I have a query that produces 529,032 rows, which I store into a table called EFOT_DISTINCT_COMBOS
.
(This used to be a materialized view, but our server administrators recommended that we use plain tables instead, and manually "refresh" the data from queries, using stored procedures.)
What I need to do with it next, is a CROSS JOIN
, which is encountering a major problem ... the server locks up and just hangs, without doing any work ... (library cache lock?)
So it looks like I need to replace the CROSS JOIN
in my query, and find a better way to write this query.

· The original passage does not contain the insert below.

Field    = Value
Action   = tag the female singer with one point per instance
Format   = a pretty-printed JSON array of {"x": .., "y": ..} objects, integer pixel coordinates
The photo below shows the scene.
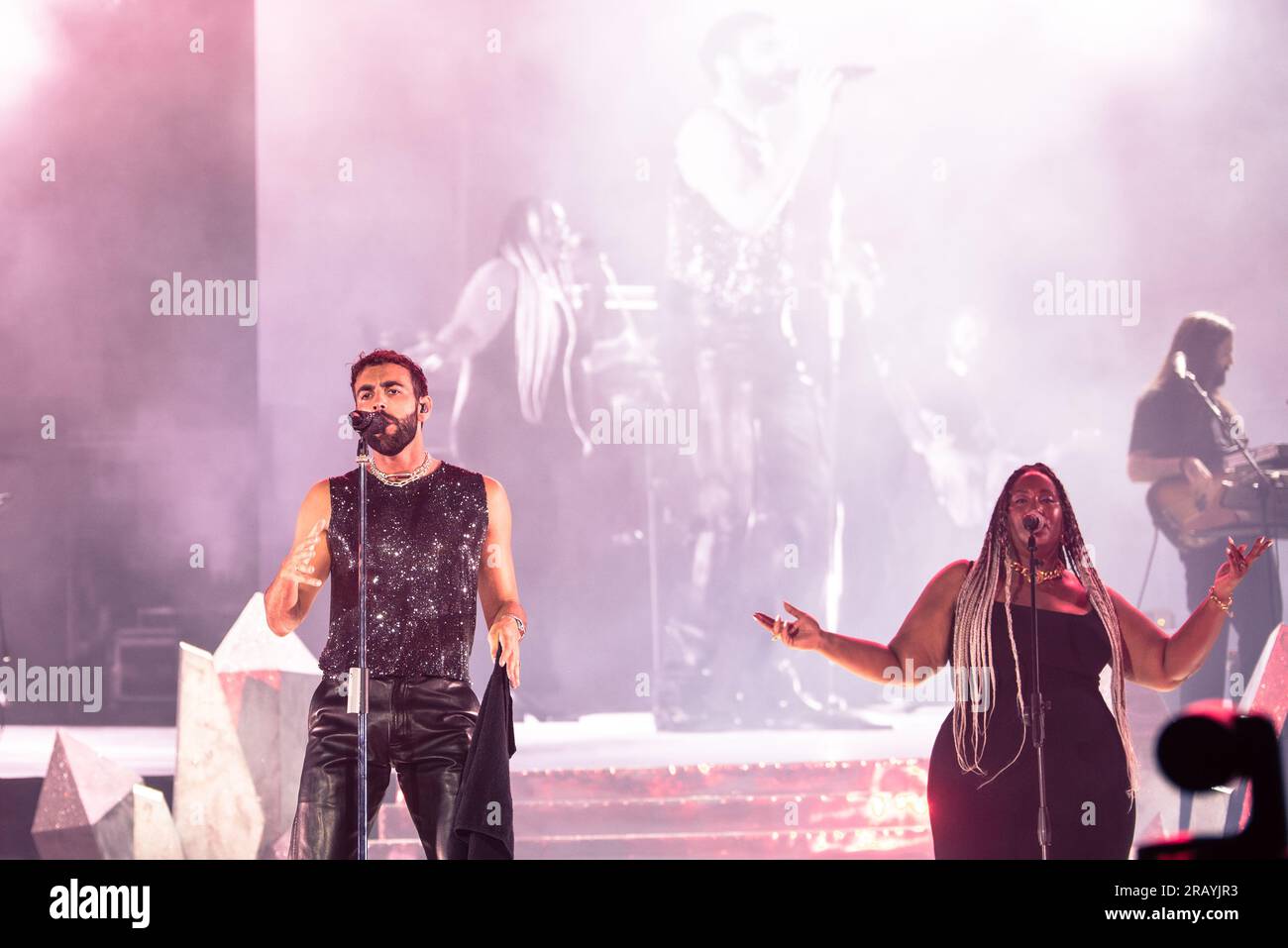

This query looks like a nightmare, but it's actually MUCH simpler than it looks - it just calculates some simple conditional totals.
(Months ago I had tried using window functions for this, but the window functions broke something (I don't remember what exactly) so I had to revert back to simple aggregates for some reason.)
The table we are CROSS JOIN
ing, is called SNAPSHOTS
, and it is a very short table - only containing 44 rows (it won't grow much bigger, maybe maximum 80-100 rows eventually).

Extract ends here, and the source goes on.